Personnel

Il n'y a qu'une chose d'un peu intime dont je parle volontiers et même avec une pointe de fierté; c'est ce que j'appelle mes racines.

Sète, l'Ile singulière où je suis né, comme Brassens; le Cameroun, et à travers lui, une certaine Afrique; et Bordeaux où je réside avec un plaisir qui grandi chaque jour; trois lieux que j'ai reçus comme des cadeaux de la chance, et qui chacun à leur façon ont fournit les briques d'expériences et de souvenirs qui ont bâti une personne; moi.

Une bouffée de souvenir, un évènement qui en fait relaillir un autre du fond de la mémoire, et un billet vient s'inscrire dans cette catégorie.

Fil des billets - Fil des commentaires

mardi 21 juillet 2009

Premier pas

Je venais juste d'avoir 13 ans.
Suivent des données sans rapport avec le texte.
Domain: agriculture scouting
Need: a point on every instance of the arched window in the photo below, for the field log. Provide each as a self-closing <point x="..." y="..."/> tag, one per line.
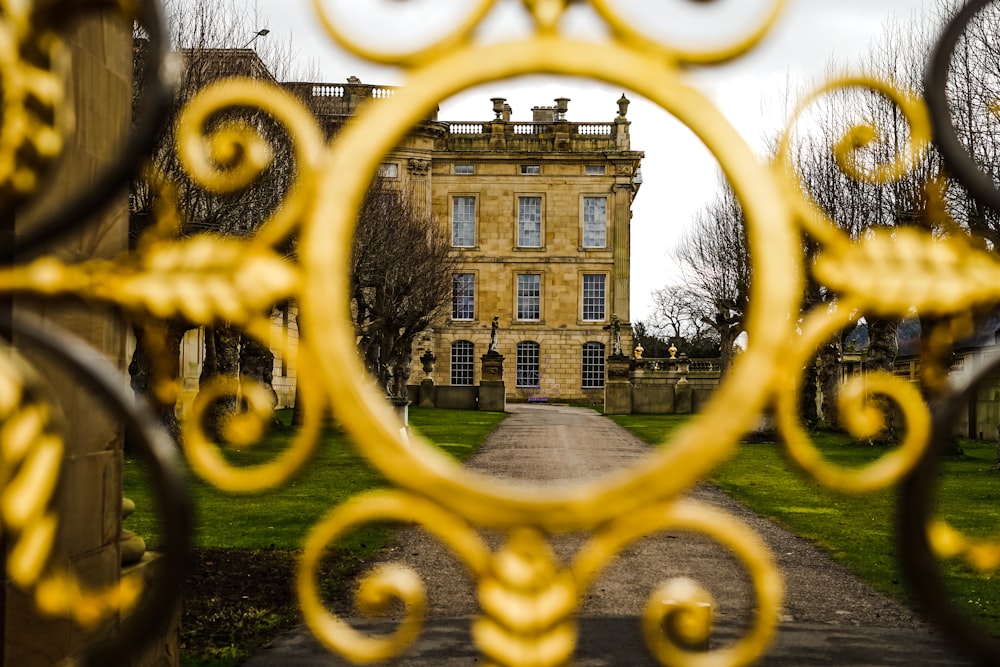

Mon père m'avait réveillé un peu avant 4 heures du matin, et tous les deux, nous regardions le petit poste de télévision qui trônait dans la salle à manger. Comme 500 millions d'autres terriens, nous étions concentrés sur ces petites tâches floues, d'un gris plus ou moins clair, dans lesquelles nous tentions de reconnaitre l'un de ces astronautes qui avaient peuplé mes rêves d'enfant.

Et puis ce fut fait, sous mes yeux qui piquaient de s'être trop longtemps écarquillés, Niel Armstrong posa son pied sur le sol de la lune en prononçant une phrase qui allait rentrer dans l'histoire. Et mon père de me citer tant bien que mal un philosophe chinois[1] en m'expliquant que même le plus long de tous les voyages commence par un simple pas; reprenant à son compte l'émotion de ce moment unique pour graver dans ma mémoire que, où que l'on veuille aller, quoi que l'on veuille faire, il faut vaincre sa peur et se lancer.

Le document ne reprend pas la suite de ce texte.